Friday, November 7, 2008

Bleh!

Tuesday night I woke up with a sore throat. It got worse throughout the day on Wednesday and that night it got bad. It hurts to even swallow my own spit. (You don't know how much you appreciate that until you can't do it!). And I was running a fever. I had chills so bad Wednesday night I actually was having muscle spasms in my back. I went to the clinic yesterday, sure it was strep. Well it's not strep. They think it's a really bad bacterial infection in my throat. My tonsils are swollen up HUGE! The dangly thing in the middle is actually resting on one. Anyway, when I told them I was glad at least that it wasn't strep, she said she'd rather I had strep! She said strep is easy to treat and get rid of. She doesn't think this junk is gonna be so easy.

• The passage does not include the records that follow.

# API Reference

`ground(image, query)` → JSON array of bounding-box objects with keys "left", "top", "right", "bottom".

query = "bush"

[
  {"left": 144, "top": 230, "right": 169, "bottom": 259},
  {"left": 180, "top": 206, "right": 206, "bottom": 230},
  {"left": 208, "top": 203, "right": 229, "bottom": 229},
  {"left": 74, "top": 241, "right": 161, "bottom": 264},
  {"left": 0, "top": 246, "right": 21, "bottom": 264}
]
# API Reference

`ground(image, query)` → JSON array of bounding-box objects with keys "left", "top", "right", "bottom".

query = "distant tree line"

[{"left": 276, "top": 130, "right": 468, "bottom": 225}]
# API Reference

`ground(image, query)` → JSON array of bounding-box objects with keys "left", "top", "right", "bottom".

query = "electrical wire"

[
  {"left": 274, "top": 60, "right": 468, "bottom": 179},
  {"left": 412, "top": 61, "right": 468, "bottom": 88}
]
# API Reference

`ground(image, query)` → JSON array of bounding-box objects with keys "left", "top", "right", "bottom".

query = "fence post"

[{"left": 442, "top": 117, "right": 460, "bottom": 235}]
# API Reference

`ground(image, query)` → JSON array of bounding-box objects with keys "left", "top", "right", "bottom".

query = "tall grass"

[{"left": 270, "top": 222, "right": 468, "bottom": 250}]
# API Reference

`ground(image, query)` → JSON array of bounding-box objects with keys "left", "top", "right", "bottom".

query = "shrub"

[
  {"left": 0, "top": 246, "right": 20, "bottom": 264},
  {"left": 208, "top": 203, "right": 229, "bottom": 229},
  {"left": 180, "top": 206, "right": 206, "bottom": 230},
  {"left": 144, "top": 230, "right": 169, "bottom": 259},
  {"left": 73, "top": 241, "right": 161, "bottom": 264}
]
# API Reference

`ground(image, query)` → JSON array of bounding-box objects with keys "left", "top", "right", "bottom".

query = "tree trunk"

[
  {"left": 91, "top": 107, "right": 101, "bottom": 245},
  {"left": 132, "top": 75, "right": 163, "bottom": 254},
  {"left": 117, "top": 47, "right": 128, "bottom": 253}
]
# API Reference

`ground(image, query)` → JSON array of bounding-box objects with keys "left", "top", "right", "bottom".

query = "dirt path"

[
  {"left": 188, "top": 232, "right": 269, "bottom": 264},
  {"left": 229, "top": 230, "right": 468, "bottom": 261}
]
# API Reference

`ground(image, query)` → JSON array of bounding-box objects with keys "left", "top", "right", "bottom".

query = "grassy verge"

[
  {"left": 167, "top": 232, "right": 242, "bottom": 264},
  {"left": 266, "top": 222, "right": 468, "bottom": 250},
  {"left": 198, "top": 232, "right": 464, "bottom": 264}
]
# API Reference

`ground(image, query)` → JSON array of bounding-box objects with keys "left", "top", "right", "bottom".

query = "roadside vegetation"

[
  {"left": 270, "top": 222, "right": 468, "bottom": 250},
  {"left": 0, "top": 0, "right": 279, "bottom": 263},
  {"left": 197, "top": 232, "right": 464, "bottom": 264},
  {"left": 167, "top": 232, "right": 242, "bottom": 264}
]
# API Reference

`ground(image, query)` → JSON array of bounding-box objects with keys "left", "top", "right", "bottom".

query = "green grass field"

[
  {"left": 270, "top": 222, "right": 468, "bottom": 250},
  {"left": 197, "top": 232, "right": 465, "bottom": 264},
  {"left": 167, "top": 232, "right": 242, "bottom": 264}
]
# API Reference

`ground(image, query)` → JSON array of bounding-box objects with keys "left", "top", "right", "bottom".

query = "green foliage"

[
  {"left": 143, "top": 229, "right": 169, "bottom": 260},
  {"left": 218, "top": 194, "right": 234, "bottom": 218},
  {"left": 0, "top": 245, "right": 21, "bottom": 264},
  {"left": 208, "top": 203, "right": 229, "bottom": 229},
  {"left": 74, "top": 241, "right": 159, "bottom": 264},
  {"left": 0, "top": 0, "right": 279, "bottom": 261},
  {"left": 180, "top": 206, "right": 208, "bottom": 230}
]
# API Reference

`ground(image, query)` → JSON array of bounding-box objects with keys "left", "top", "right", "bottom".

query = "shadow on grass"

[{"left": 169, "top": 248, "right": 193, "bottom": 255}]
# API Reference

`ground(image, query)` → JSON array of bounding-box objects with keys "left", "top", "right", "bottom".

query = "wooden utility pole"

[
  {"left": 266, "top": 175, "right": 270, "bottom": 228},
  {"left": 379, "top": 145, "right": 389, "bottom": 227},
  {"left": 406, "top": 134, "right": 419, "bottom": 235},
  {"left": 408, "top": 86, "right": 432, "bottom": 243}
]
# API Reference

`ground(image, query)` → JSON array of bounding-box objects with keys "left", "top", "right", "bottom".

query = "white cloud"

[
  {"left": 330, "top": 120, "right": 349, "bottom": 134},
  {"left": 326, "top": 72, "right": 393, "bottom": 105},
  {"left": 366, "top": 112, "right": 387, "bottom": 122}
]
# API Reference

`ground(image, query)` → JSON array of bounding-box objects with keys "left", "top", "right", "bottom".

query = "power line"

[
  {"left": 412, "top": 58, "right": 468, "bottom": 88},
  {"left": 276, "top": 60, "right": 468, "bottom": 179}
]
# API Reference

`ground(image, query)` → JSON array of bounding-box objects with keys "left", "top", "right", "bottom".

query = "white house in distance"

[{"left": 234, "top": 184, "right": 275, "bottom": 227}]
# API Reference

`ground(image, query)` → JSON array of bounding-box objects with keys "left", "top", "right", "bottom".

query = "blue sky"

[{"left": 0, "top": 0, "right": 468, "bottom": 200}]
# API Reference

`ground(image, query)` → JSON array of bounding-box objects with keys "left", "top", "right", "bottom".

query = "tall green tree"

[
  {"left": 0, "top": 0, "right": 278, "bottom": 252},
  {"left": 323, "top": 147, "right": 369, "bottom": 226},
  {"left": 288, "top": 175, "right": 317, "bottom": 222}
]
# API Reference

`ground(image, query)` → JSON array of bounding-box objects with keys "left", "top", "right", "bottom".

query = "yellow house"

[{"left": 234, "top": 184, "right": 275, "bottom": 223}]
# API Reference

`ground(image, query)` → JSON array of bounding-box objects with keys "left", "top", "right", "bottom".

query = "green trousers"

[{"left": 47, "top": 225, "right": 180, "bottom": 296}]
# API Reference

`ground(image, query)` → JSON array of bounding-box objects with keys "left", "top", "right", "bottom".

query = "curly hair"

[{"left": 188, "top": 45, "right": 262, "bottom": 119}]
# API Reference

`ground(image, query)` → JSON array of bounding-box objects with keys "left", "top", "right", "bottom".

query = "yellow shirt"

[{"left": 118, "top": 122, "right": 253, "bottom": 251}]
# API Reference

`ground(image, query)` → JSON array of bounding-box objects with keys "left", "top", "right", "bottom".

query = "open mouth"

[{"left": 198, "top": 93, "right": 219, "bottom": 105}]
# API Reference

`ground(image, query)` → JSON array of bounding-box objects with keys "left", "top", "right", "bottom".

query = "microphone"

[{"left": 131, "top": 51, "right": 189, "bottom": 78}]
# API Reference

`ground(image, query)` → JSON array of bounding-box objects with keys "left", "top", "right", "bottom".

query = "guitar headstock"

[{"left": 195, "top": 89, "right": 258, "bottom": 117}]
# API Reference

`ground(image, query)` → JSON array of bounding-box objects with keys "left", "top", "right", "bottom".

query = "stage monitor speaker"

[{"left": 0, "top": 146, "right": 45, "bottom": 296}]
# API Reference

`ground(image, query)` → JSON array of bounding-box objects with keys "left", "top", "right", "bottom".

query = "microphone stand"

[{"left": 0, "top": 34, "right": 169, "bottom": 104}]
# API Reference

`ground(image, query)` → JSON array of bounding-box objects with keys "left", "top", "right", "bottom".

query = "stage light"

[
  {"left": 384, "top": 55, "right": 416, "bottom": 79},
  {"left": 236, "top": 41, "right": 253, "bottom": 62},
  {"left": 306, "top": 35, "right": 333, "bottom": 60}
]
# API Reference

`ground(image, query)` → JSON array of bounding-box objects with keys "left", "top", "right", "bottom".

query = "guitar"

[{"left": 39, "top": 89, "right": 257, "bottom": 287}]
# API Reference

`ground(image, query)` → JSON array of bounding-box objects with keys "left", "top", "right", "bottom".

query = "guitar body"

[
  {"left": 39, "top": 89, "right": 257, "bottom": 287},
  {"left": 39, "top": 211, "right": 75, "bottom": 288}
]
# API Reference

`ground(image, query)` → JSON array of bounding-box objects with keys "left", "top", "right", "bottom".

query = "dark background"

The thing is too, that off and on since I was twelve, I've had trouble with my tonsils. Nothing big. Just annoying. Never been seen for it. A month or so ago I felt yucky and my tonsils were acting up and I wondered if it was my tonsils making me sick. It went away though and I didn't think about it.

Sooo... it kind of freaked me out when she said to watch my breathing...if I have trouble breathing it could be a paratonsillar abcess, which is an emergency situation. When she told me that, I told her about my tonsil issues. She said she didn't think it was that bad YET, just to watch it. They gave me a GINORMOUS shot of antibiotics. WOW that stung. My hip is super sore now.

Ibuprofen is keeping the fever at bay. I feel better today as far as I'm not wiped out like I was yesterday. But my throat still hurts. I haven't been able to eat anything since Wednesday night. They said to just forget about eating, and to just try to drink and stay hydrated. Bleh. I hate it. I want to eat, but I can't.

They said that if I'm not significantly improved by Saturday, then I have to come back in.

I woke up this morning at 1 am all paranoid about my breathing. And then my paranoia was making me breathe weird. LOL! So I got up and made Brad's & Sara's lunch for today (torture, I tell ya!) and did some laundry. By then I was settled down enough I could go back to sleep.

I am sooooo ready to be over this. PRAY I get over this soon and PRAY the kids and Brad don't get it. I am trying to wash my hands often and keep everyone out of my face (hard to do with kiddos!).